On Wed, 17 Sep 2003 16:43:24 +0100, Keith Willshaw wrote:
"phil hunt" wrote in message
...
On Wed, 17 Sep 2003 11:11:24 GMT, Tom Cooper wrote:
Then no-one with any sense will buy from them. Note that in
mass-market software, this is already happening: many countries[1]
are moving away from Microsoft Windows towards Linux because they
don't want the US govmt to spy on them, or to be dependent on forign
technology.
[1]: e.g. Germany, Peru, Venezuela, Brazil, Thailand, China, Japan,
South Korea.
Nonsense
I work for a software company that has versions of its product
available on various flavours of Unix including Linux as well
as Windows. We havent made a new Unix sale in 5 years,
the overwhelming demand is for NT/Win2k/XP versions
and that includes clients in Germany, China, Japan and
South Korea.
So the fact that people don't apparently want to use the Unix
version of *one particular software package*, is somehow meant to
indicate that the govmts of these countries haven't set up
initiatives to switch some or all of computers in govmt use to
Linux?
If that's the state of your logic, I hope they don't employ you as
a programmer!
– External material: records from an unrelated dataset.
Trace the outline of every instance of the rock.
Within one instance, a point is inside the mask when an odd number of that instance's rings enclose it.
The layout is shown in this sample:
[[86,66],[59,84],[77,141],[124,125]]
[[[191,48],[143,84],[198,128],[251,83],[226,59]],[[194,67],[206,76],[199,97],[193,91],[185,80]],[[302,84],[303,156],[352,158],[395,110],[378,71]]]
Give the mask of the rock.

BTW, the last car I owned was made by an American
company; this proves that no companies outside the USA manufacture
motor vehicles.
For specialist applications some organisations withing those
countries may well choose Linux, we use it for our web
servers but I'll bet that 90%+ of the PC's on desks in
those nations are running Windows
Yes, you're probably right -- after all, if no-one was using
Windows, then there would be no desire to switch from Windows. The
question is, what will they be using in 5 or 10 years time?